Think motorcycle helmets are stuck in the 20th century? One New York-based startup wants to change that, envisioning a product that would combine cutting edge safety technology with futuristic looks and performance benefits everywhere else too. The first step: eliminating styrofoam.
For nearly as long as motorcycle helmets have been around, they’ve relied on styrofoam liners housed within a deformable shell to absorb impact energy. Precisely tailored densities and thicknesses of styrofoam are what keeps your head safe right now. While decidedly low tech — you’re basically wearing a glorified coffee cup — styrofoam provides omnidirectional energy absorption that can be precisely tailored to reduce the forces of the kind of constant velocity impacts that are measured in labs and can easily be written into legislation. Basically, researchers can determine the most common impact forces that need to be protected against then then specify the thickness and density of styrofoam needed to cushion an average-weight-per-size head from that force. Problems arise when the impact is too gentle to deform the styrofoam or so violent it exceed the styfrofoam’s ability to ameliorate the forces. Because they rely on deformation, helmets are only capable of effectively absorbing the forces of a single impact; go bouncing down the road, hitting your head multiple times and your brain will turn to mush.
At the heart of Del Rosario’s design is a three-stage approach to absorbing impact forces that promises to be both smaller and lighter than the styrofoam equivalent. The first layer of protection are gel inserts intended to to eliminate vibrations and other small forces that current helmet technology utterly ignores. While these kinds of forces are unlikely to cause injury, they do cause fatigue and discomfort.
The second layer of protection is a multi-layered laminate liner. Capable of flexing, crushing and delaminating, this liner can deal with a wider range of forces than a traditional styrofoam liner, which can only crush. Through the controlled destruction of this layer, a lower level of force reaches the helmet’s main level of impact absorption.
A carbon frame of arched members composes the Del Rosario helmet’s main safety mechanism. Through the magical power of science, theses arches can be precisely tailored to flex or break in a predictable manner, coping with both high and low energy loads.
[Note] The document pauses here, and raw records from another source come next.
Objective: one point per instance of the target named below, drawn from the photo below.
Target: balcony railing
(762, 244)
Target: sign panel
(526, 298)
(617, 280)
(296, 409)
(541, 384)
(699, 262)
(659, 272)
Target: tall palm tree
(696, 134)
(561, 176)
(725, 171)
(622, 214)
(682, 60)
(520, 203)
Del Rosario says those last two layers together are capable of absorbing impacts in the 60 to 100+ joule range, which compares favorably to the 60-80 joules that traditional styrofoam helmets can deal with.
Of course, you didn’t read this article because you go gaga over carbon members, you’re here because of the way these helmets look. Designed by John Del Rosario and other members of Gen Y, these helmets are the product of a childhood spent consuming a vision of the future shaped by movies like Akira, Blade Runner and Mad Max. Of course, the shape of the carbon/Kevlar shell has functional benefits too, the elongation mimics the form of a water droplet, the most aerodynamic shape in nature.
The colors share similar cultural influences. The yellow and black seen in the gallery below seems to be the poster child for the company and is based on Bruce Lee’s “The Game of Death,” which of course also influence the Kill Bill movies.
Del Rosario describes the look it’s going for as, “a clear departure from technical stiffness, coldness and rigidity.” Included is a pleasingly complex set of three dimensional details that add function and visual wonder without detracting from the simplicity of the overall shape. These are clearly helmets, just ones that haven’t before existed outside of your imagination. The company only relies on a single questionable component to achieve its look: the graphics-printed visors. While these use an established microdot process to delivery vision from one side and cool colors from the other, they still represent a possible functional compromise to vision in low-light conditions. We’re pleased to see the presence of a retractable dark visor in at least one of these designs.
So what are the chances that we’ll ever be able to wear such helmets? Well, everything you see here is technology that’s currently feasible and Del Rosario seems have a solid plan for production and marketing. In addition to selling safer, cooler helmets, they hope such a product could also convince people who don’t currently wear helmets finally put one on. What they need to make this happen, of course, is money. With such a striking design, clear functional benefits and ambitious production and marketing plans, raising interest from investors should be simple. The world doesn’t work that way, but we’d kill to put one of these on our heads, surely some smart investors feel the same way.